What Typos Mean to Book Publishing


There's more typos in more books lately. Why? What does that tell us about the publishing business?

From an article in the New York Times...

Editors I spoke to confirmed my guesses. Before digital technology unsettled both the economics and the routines of book publishing, they explained, most publishers employed battalions of full-time copy editors and proofreaders to filter out an author’s mistakes. Now, they are gone.

There is also “pressure to publish more books more quickly than ever,” an editor at a major publishing house explained. Many publishers now skip steps. “In the past, you really readied the book in several discrete stages,” Paul Elie, a senior editor at Farrar, Straus and Giroux, explained. “Manuscript, galley proofs, revised proofs, blue lines. You marked your changes at each stage, and then the compositor incorporated them and sent you the next stage. Now there are intermediate stages; authors will e-mail in ‘one last correction,’ or we’ll produce intermediate stages of proof — the text is fluid, in motion, and this leads to typos.”

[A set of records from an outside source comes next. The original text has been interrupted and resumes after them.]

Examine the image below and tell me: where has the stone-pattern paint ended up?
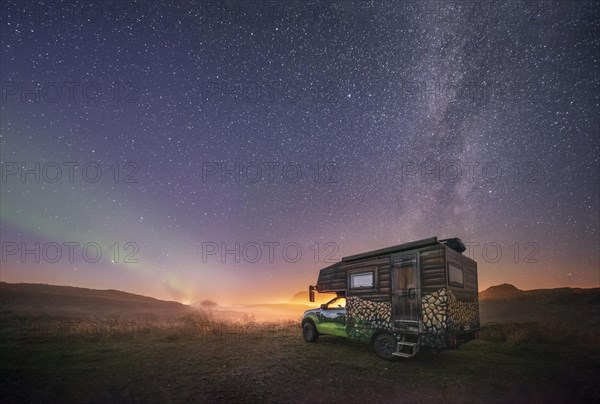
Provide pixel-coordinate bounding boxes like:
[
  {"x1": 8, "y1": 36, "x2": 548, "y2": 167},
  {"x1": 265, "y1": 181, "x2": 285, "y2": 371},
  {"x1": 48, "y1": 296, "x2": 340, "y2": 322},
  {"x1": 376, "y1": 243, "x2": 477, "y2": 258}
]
[
  {"x1": 421, "y1": 288, "x2": 479, "y2": 348},
  {"x1": 346, "y1": 288, "x2": 479, "y2": 348},
  {"x1": 346, "y1": 296, "x2": 392, "y2": 342}
]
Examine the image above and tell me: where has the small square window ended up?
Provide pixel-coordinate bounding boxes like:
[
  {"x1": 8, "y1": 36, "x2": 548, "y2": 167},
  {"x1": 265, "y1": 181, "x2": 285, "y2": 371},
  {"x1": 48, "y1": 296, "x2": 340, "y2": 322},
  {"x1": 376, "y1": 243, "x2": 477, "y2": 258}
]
[
  {"x1": 350, "y1": 271, "x2": 375, "y2": 289},
  {"x1": 448, "y1": 263, "x2": 464, "y2": 286}
]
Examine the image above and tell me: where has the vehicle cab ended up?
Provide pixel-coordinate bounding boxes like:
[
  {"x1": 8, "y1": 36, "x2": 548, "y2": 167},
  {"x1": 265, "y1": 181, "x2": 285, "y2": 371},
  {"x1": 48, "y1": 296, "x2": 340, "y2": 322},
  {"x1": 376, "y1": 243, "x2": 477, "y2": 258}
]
[{"x1": 302, "y1": 296, "x2": 348, "y2": 342}]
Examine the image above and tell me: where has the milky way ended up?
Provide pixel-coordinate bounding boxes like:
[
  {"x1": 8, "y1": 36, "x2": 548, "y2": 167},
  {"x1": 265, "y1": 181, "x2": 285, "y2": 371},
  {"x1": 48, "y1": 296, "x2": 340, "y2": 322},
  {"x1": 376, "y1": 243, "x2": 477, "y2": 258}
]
[{"x1": 0, "y1": 0, "x2": 600, "y2": 302}]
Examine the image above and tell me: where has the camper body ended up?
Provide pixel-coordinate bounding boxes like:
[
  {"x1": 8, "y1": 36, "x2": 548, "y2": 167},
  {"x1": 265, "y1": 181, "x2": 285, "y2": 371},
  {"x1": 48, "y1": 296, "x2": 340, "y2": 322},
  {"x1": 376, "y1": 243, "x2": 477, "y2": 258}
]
[{"x1": 302, "y1": 237, "x2": 479, "y2": 359}]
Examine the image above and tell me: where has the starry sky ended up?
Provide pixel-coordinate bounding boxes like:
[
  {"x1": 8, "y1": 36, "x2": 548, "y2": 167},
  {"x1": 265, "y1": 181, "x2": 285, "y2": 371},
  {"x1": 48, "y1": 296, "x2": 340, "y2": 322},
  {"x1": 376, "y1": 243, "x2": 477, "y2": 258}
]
[{"x1": 0, "y1": 0, "x2": 600, "y2": 304}]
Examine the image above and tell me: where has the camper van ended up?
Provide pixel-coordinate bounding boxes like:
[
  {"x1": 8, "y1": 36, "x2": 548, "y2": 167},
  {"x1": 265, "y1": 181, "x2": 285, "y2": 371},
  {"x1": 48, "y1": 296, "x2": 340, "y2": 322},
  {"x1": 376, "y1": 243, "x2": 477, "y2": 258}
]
[{"x1": 302, "y1": 237, "x2": 479, "y2": 359}]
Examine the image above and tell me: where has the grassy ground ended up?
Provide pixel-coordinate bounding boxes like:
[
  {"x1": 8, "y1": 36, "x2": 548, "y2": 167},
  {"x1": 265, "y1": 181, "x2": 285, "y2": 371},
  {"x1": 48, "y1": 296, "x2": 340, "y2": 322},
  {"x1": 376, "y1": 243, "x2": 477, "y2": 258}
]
[{"x1": 0, "y1": 330, "x2": 600, "y2": 403}]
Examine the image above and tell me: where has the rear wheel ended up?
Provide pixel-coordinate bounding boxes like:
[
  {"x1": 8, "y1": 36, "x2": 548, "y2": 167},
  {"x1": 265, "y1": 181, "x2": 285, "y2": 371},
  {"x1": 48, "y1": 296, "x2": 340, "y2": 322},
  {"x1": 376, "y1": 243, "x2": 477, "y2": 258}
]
[
  {"x1": 302, "y1": 321, "x2": 319, "y2": 342},
  {"x1": 374, "y1": 333, "x2": 397, "y2": 359}
]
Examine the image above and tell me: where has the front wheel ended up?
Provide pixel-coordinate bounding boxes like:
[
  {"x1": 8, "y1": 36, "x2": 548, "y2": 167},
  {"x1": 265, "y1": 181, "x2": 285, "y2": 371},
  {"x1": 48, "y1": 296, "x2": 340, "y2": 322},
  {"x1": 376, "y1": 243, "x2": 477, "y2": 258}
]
[
  {"x1": 374, "y1": 333, "x2": 397, "y2": 360},
  {"x1": 302, "y1": 321, "x2": 319, "y2": 342}
]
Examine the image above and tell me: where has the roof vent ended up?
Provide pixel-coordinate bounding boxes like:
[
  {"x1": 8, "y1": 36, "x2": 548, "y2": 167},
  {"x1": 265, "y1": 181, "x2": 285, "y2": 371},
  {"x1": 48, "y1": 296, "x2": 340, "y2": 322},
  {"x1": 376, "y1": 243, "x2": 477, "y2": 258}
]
[{"x1": 440, "y1": 238, "x2": 467, "y2": 254}]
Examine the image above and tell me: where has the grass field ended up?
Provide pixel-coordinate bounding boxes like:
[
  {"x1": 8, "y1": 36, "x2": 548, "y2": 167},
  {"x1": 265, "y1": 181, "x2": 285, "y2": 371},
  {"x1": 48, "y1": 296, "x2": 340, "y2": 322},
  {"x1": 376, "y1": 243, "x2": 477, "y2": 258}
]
[{"x1": 0, "y1": 316, "x2": 600, "y2": 403}]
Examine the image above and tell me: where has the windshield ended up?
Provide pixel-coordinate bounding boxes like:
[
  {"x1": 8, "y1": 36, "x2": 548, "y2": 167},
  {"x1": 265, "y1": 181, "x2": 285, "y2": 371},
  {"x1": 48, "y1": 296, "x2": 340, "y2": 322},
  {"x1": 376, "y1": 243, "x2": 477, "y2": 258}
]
[{"x1": 327, "y1": 297, "x2": 346, "y2": 309}]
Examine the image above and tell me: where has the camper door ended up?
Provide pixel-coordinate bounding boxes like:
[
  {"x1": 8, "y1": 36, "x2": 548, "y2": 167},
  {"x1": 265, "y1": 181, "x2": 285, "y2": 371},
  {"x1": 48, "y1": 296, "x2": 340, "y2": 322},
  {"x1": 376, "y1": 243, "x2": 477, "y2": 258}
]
[{"x1": 392, "y1": 252, "x2": 421, "y2": 332}]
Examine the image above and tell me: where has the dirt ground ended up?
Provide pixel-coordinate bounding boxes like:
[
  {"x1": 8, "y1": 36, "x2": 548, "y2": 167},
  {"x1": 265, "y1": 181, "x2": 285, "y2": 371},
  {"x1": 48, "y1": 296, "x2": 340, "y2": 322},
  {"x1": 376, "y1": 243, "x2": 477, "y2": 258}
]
[{"x1": 0, "y1": 333, "x2": 600, "y2": 403}]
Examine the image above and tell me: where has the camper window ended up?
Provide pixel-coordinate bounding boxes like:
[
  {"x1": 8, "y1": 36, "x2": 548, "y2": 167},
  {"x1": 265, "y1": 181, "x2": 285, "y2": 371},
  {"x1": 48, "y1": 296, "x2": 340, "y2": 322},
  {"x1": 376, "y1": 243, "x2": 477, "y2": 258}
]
[
  {"x1": 350, "y1": 271, "x2": 375, "y2": 289},
  {"x1": 448, "y1": 263, "x2": 464, "y2": 287}
]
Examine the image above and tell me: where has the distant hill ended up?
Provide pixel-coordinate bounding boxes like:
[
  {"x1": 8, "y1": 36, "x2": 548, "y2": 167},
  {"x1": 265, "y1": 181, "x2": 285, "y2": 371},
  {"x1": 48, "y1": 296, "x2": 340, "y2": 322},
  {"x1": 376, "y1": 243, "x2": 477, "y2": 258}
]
[
  {"x1": 479, "y1": 283, "x2": 523, "y2": 301},
  {"x1": 479, "y1": 284, "x2": 600, "y2": 327},
  {"x1": 0, "y1": 282, "x2": 192, "y2": 315},
  {"x1": 290, "y1": 291, "x2": 335, "y2": 307}
]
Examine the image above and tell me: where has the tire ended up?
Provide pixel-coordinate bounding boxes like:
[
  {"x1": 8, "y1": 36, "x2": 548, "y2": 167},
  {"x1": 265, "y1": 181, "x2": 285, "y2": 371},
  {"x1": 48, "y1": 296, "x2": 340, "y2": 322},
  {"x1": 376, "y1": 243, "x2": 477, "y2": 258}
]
[
  {"x1": 302, "y1": 321, "x2": 319, "y2": 342},
  {"x1": 374, "y1": 333, "x2": 398, "y2": 360}
]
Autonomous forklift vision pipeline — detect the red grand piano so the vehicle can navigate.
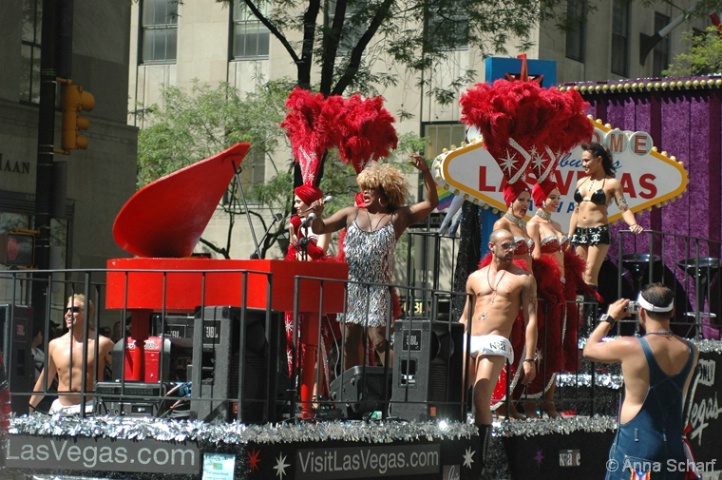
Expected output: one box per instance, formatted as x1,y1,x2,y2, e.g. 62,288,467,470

Authors, too, bear some blame for the typo explosion. As Geoff Shandler, the editor in chief of Little, Brown and Company, told me, “Use of the word processor has resulted in a substantial decline in author discipline and attention. Manuscripts are much longer than they were 25 years ago, much more casually assembled, and beyond spell check (and not even then; and of course it will miss typos if the word is a word) it is amazing how little review seems to have occurred before the text is sent to the editor. Seriously, you have no idea how sloppy some of these things are.”